📝(oidc) describe the IdP aspect of people

This provides a light documentation about the way to configure people as an IdentityProvider.
2025-02-12 16:54:22 +01:00
parent 160ce92e54
commit b4ab36fc0e
1 changed files with 100 additions and 0 deletions
--- a/docs/identityProvider.md
+++ b/docs/identityProvider.md
@@ -0,0 +1,100 @@
+# People as an Identity Provider
+
+The people project can be configured to act as an Identity Provider for an OIDC federation.
+
+The model containing the "identity" in `people` is the `Mailbox` model.
+
+The connection workflow looks like:
+
+ - The user tries to reach a service provider.
+ - The service provider redirects the user to OIDC federation (in dev we use Keycloak).
+ - The user asks (or is redirected) to the Identity Provider (people).
+ - The user enter their email and password.
+ - If successful, the user is redirected to the OIDC federation with a token.
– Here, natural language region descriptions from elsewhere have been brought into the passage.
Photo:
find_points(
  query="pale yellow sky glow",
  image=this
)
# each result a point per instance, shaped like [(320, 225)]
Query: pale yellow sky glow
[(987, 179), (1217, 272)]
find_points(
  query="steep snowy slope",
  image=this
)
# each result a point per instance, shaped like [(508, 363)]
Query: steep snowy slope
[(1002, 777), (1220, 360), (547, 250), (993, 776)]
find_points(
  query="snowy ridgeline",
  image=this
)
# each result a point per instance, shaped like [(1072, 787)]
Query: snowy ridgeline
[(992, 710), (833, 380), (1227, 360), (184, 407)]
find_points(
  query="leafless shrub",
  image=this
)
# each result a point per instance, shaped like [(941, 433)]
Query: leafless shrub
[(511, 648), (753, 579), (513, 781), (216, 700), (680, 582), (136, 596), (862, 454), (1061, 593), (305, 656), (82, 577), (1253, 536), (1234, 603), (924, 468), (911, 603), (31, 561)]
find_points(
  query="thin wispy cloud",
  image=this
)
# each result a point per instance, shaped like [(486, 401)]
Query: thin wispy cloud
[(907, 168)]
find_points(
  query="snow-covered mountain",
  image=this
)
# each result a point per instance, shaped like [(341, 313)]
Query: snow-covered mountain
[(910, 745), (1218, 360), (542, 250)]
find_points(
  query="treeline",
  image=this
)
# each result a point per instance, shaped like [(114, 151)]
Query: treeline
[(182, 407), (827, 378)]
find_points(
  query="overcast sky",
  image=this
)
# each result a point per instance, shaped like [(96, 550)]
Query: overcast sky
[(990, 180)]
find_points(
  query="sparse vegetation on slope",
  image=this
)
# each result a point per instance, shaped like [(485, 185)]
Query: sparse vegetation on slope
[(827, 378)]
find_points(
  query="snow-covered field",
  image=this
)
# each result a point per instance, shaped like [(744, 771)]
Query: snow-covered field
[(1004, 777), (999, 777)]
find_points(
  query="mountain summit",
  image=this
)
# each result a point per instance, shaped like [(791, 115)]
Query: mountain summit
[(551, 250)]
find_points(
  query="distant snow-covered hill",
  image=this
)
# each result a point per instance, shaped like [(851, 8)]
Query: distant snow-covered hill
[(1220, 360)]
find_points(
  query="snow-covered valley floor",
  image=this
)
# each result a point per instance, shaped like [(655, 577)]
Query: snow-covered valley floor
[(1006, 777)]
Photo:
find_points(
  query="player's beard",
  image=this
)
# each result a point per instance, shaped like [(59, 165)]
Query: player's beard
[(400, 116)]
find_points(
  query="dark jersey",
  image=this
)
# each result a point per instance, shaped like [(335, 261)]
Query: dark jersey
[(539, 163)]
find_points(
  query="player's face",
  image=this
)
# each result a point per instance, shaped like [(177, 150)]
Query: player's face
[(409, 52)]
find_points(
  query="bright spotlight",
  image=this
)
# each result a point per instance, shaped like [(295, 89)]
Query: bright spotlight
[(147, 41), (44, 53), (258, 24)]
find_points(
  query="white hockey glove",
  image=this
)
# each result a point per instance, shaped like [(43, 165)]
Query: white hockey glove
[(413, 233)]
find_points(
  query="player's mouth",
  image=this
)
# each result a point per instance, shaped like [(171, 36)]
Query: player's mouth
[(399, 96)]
+ - The federation make the same Authorization Flow as usual to authenticate on the Service Provider.
+
+
+## Technical aspects
+
+### The `Mailbox` model
+
+The `Mailbox` model can behave like a usual Django user:
+
+ - It has a `password` field (and `last_login`)
+ - It is considered as `authenticated`.
+ - To be `active` it must have an `enabled` status.
+ - To be able to log in, it must also have a `MailboxDomain` with an `enabled` status and an associated `Organization`.
+
+### The `MailboxModelBackend` authentication backend
+
+This authentication backend only allow authentication with `email` and `password` with a `Mailbox` user.
+This backend is combined with the `one_time_email_authenticated_session` middleware to restrict
+the session to the OIDC login process.
+A user connecting with this backend will only be able to access the `/o/authorize/` URL.
+
+### The OIDC validators
+
+There are two validators available:
+
+ - `BaseValidator`: This validator retrieves simple claims
+ - `ProConnectValidator`: This validator is a custom validator to allow ProConnect specific requirements.
+
+
+## Configuration
+
+The keycloak configuration is not described here, but you may find information in the code base.
+
+### Django settings
+
+The following settings are required to enable the OIDC Identity Provider feature:
+
+ - OAUTH2_PROVIDER_OIDC_ENABLED: True
+ - OAUTH2_PROVIDER_OIDC_RSA_PRIVATE_KEY: ...
+
+Optional:
+
+ - OAUTH2_PROVIDER_VALIDATOR_CLASS: "mailbox_oauth2.validators.ProConnectValidator"
+
+If the `OAUTH2_PROVIDER_VALIDATOR_CLASS` is set to the `ProConnectValidator`, the claims will be
+automatically defined to match the ProConnect requirements.
+
+### Django OIDC application
+
+To enable an OIDC client to use people, you must declare it.
+
+```python
+from oauth2_provider.models import Application
+
+application = Application(
+    client_id="people-idp",
+    client_secret="local-tests-only",
+    client_type=Application.CLIENT_CONFIDENTIAL,
+    authorization_grant_type=Application.GRANT_AUTHORIZATION_CODE,
+    name="People Identity Provider",
+    algorithm=Application.RS256_ALGORITHM,
+    redirect_uris="http://localhost:8083/realms/people/broker/oidc-people-local/endpoint",
+    skip_authorization=True,
+)
+application.clean()
+application.save()
+```
+
+## Security concerns
+
+### Failed login cooldown
+
+To prevent brute force attacks, 5 failed login will trigger a cooldown of 5 minutes before being able to log in again.
+
+### Password strength
+
+There is currently no constraint on the password strength as it can only be defined by Django administrators,
+and later we will generate it.
+If at some point the user is allowed to set their password, we will need to enforce a password strength policy.
+
+
+## What is missing (next steps)
+
+- `Mailbox` password can only be set through Django Admin panel (or shell), the next step will be to generate 
+  a secure password and send it or display it to the end user.
+- `MailboxDomain` organization can only be set through Django Admin panel (or shell), we need to provide a
+  way to auto-select it or allow an administrator to do so.